Kant Jokes

Humoristic puns and funny pick up lines

I tried to come up with a pun about famous German philosophers...

but I Kant.

I'd really love to study Philosophy...

But I Kant.

Philosophy Convention

All the world's greatest philosophers are gathering in France for the largest philosophy convention ever. Socrates, Descartes, Kant, etc have all made their way to Paris and checked into their rooms. Aristotle's invitation was lost in the time-travel post office and he didn't get the invitation until much later.
When he finally arrives, he asks the front desk for his room but, unfortunately, no rooms are available.

Struck by this, Aristotle asks Socrates if he wouldn't mind sharing a room with him but Socrates slams the door in his face.

He goes over to Kant's room and pleads with him but Kant also slams the door in face.

Aristotle decides to change his plan. He walks to Descartes' room and tells him "Descartes, there has been a terrible mistake.
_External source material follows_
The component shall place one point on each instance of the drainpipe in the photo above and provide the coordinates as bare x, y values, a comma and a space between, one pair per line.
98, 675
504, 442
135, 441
The front desk has given you my room and has lost your reservation." Descartes, angered by this, replies "I think not!"

And then Aristotle got a room.

Well now that Nietzsche won the prize for Best German Philosopher...

Immanuel Kant.

I was going to tell a joke about 18th century philosophers...

But I just Kant.

Can you imagine referring to philosophers by their first initial and last name?

Because I Kant.

What did Hannibal Lecter say to the philosophy professor after the lecture?

I can smell your Kant.

Have you seen the entitled philosopher preaching outside the women's dorm today?

What a Kant.

What do you call a mean philosopher?

A kant

What most philosophers can...

Emmanuel Kant.

If everyone did things like you do, would the world be a better place?

Guess it Kant be helped

I was trying to think of a good philosopher pun

...but I Kant

I want to stop philosophizing

But I kant

What did the philosophy major say when asked can you recommend a philosopher who wrote on how to treat his fellow man?

I. Kant

I thought I could finish this philosophy essay...

...Turns out I Kant.

Why does the philosopher have an automatic car..?

Because he Kant drive Immanuel.

What is Australias favourite philosopher?


What did Immanuel Kant once say?

My name is Kant but my personality isn't.

Two philosophers walk into a bar, sit down, order a round of beers, and start playing poker.

I Kant tell you the rest; it just wasn't in Descartes.

I'm so bad at philosophy....

.....I Kant even

Immanuel doesn't pun,

he Kant.

Does anyone if there are any German philosophers?

I Kant think of any.

My friend is trying to convince me to teach a combination ophthalmology/philosophy/spanish/technology/pun course.

But eye just kant si IT.

What are the funniest kant jokes of all time?

Did you ever wanted to stand out with a good sense of humour joking about Kant? Well, here are the best Kant puns to laugh out loud. Crazy and funny Kant pick up lines to share with friends.